Charles was generous to share this excerpt he had written reflecting on the days when the essay was written:
Margie came running up to me one day with an excited account of what had happened that morning in class. I immediately sensed that this was going to be a really good story and that it was somehow particularly important to her personally, so I abruptly cut her off, sent her home, agreed to take over her clean-up chores (It was midday, and school was out for the youngest group); and I made her promise to write down what had happened while it was still fresh in her mind. Though my rebuff met with initial surprise, I could see in her face how she warmed to the idea (and, besides, I knew she had literary aspirations). Even as we spoke, I could sense her mind drifting toward what detail to record and how to let her story unfold.
Briefly, the sequence was this. Little Maureen, aged five, had been trying to figure out her family constellation –herself, her little brother, parents, two sets of aunts and uncles- and, psychologically, where she fit in. Realizing what was transpiring, Margie had suggested a means by which the child might demonstrate her thinking on this matter of relationships, using chalk and erasers, and such. They worked together on the project for a while, but then it was time to go, so they put the materials aside until the next day when Margie instead brought in a bowl of interesting stones, a few small pieces of wood and a board to glue them onto. The girl chose carefully – a tiny stone for her brother, a larger one for herself, a very pretty one for her mother, and so forth; and when it came time to distinguish the Uncle Paul on her mother’s side from the Uncle Paul who was her father’s brother, she decided to affix some yellow yarn to one of the stones in order to designate the blond Uncle Paul. And on it went.

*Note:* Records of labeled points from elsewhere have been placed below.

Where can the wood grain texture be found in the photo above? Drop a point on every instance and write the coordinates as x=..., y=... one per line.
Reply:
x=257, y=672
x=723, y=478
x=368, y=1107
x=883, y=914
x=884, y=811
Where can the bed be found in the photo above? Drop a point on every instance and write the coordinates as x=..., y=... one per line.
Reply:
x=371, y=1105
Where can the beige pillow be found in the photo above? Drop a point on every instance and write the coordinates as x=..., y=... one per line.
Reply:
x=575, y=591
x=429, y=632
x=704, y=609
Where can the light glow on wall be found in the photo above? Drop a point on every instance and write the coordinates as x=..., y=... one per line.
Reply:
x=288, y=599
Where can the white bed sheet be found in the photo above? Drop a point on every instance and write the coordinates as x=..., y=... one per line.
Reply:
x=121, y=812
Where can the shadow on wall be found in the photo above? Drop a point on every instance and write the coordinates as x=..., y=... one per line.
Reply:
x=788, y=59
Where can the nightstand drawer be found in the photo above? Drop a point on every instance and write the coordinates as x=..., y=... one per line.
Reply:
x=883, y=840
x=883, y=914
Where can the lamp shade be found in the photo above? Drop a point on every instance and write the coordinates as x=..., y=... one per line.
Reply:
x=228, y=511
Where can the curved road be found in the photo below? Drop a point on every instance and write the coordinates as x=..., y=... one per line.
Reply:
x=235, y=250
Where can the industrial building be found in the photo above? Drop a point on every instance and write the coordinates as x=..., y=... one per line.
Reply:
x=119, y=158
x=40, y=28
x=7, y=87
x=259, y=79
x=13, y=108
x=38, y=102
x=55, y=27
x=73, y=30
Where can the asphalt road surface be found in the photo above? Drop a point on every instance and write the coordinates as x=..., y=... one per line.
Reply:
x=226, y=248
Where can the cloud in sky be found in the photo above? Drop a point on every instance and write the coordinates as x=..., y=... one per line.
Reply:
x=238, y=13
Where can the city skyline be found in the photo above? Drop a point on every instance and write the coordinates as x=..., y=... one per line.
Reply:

When Margie arrived next morning, she already had a second draft, though she wouldn’t yet allow to me see it, for she felt it needed further polishing. Meanwhile, I took two photos of Maureen with her presentation. After two more drafts, Margie was done. Fortunately, I knew Tony Kallett, the editor of a small but important periodical devoted to capturing what really goes on between teachers and their students, and Margie’s piece was immediately accepted. It was her first published piece and my first (and only) published photograph.
First, Margie's act of listening to Maureen. How easy would it have been to engage Maureen then transition to something else. Rather, Margie sat down and worked with Maureen for a long time, long enough for Maureen to find her footing in the classroom. Margie listened closely to each of Maureen's requests, for the correct length of hair, for just the right specialness of each rock.
Second, Charles' act of listening to Margie. He heard in her voice that this was an important moment and not only suggested that she record it, he cleared the space and time for her to record. How must this act of writing supported Margie in recognizing the importance of her moment of listening to Maureen?
Neither of these moments are earth-shattering, but both could be considered life-changing. This is Hawkins' idea of eolithism - giving that weight to the moments that are already happening.
Happy New Year! May we all give space for our eoliths this year.